- #1

Kanda ryu

- 14

- 1

## Homework Statement

A uniform chain of mass 'm' and length 'l' rests on a rough incline (inclination is angle 'Q') with its part hanging vertically. The chain (inclined) starts moving up the incline (and the vertical part moving down) provided the hanging (vertical) part equals to 'n' times the total chain length. Find the work done by friction as it completely slides off the incline.

## Homework Equations

Newton's 2nd law

## The Attempt at a Solution

I assumed friction coefficient to be 'u'.

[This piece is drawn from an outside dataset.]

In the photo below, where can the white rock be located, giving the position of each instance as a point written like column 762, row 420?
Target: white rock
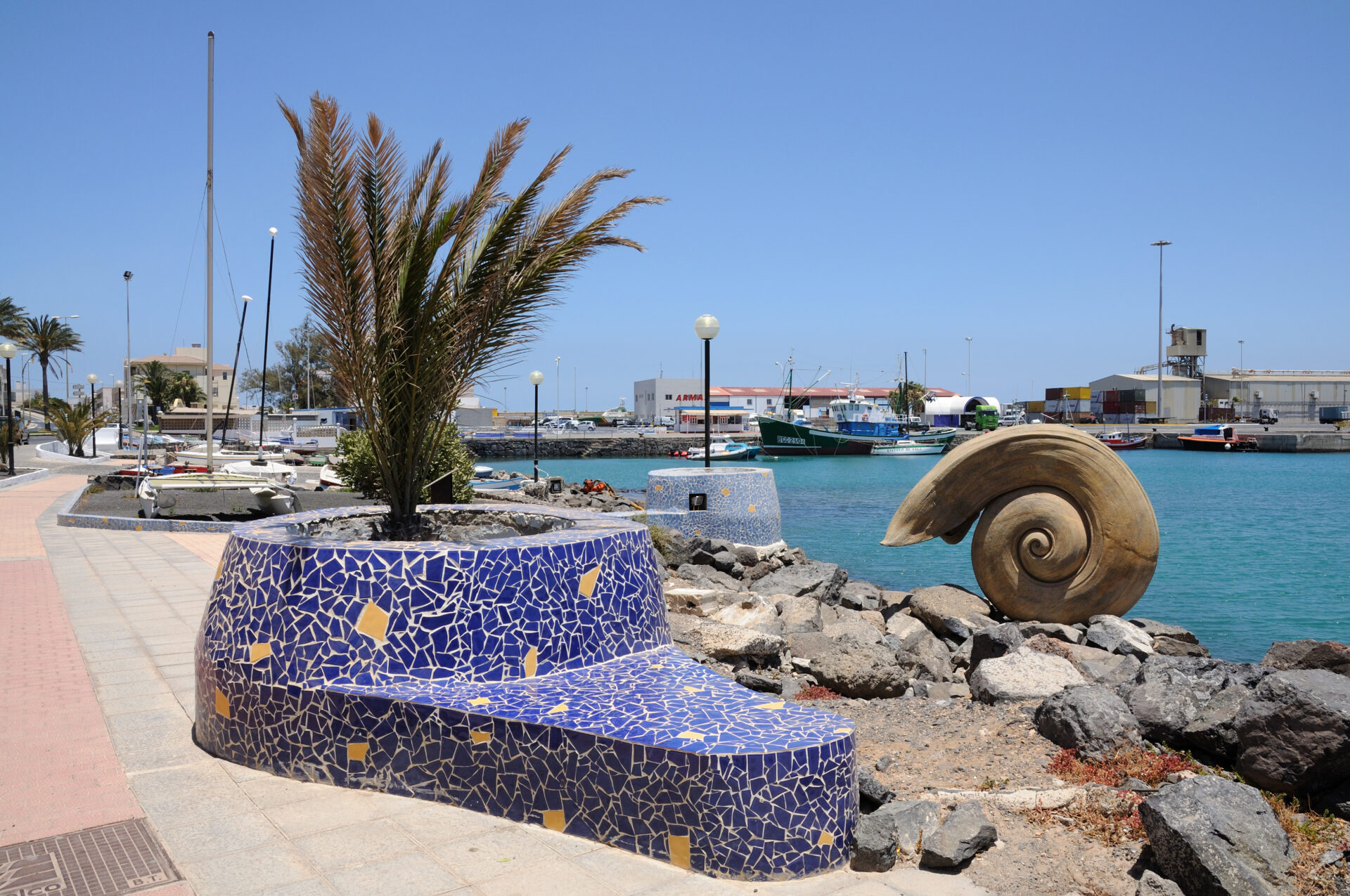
column 748, row 613
column 1025, row 675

Frictional force would be N u.

I took the inclined part a system to draw the free body diagram.

N = m'gCosQ where m' is the mass of chain on the incline.

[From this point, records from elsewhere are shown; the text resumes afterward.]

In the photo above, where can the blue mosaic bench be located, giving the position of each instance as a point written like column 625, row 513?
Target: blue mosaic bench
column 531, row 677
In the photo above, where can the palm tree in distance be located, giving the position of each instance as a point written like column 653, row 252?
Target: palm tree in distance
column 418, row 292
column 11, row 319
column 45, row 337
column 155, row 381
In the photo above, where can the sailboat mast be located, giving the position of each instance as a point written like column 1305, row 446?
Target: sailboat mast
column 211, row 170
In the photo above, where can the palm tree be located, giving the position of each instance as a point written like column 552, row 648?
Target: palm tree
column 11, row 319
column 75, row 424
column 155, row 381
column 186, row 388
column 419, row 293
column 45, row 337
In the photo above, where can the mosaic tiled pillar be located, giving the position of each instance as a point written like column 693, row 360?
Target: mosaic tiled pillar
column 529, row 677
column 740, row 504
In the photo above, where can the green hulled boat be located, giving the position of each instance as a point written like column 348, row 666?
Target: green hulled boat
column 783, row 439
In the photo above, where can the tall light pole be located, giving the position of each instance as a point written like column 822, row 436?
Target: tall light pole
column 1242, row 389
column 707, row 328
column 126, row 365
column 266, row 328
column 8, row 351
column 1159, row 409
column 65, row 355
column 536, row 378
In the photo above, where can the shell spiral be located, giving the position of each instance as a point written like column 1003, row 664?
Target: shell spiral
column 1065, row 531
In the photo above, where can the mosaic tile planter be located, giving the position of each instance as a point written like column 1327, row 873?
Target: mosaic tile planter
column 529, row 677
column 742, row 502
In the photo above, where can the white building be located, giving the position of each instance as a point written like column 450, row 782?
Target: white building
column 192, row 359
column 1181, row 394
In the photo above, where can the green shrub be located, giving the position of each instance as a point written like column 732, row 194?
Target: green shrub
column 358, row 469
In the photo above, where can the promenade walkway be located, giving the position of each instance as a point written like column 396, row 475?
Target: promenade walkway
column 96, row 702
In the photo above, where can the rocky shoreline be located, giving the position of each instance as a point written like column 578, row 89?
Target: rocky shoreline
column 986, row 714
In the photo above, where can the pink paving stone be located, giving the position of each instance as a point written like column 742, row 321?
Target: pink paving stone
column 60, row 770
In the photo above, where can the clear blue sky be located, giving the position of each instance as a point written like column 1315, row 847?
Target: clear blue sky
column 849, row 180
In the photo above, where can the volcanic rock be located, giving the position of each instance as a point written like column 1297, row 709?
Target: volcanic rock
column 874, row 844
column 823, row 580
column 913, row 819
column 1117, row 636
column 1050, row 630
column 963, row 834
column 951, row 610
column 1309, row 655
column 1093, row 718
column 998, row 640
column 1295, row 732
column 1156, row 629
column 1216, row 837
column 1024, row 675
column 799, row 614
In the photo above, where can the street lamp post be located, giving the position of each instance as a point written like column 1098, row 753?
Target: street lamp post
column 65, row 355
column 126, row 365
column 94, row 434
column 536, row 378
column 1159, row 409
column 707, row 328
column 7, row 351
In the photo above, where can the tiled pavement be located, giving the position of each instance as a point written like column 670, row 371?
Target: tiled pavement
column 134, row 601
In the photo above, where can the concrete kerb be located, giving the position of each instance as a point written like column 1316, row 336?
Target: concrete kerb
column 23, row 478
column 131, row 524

Work (fric) = N u s (displacement) x Cos 180° = - m'gCosQ x s

As mass m' will decrease as chain slides up the incline. I considered a small part of chain 'x' of mass dm. As chain is uniform density,

m/l = dm/x => dm = m x /l

For a small work dW

= -dm gCosQ dx

= - (m/l) gCosQ xdx

Let the length of vertically hanging part be 'a'

a/l = n => a=nl

So length of inclined part initially is l-nl

So I integrated xdx putting limits (l-ln) to 0 and got W= mlgCosQ u / 2 but the problem is I'm unable to find a way to write 'u' in terms of given variables.

I was hoping for an idea to find 'u' or any other better method to solve this (within the scope of basic calculus and mechanics).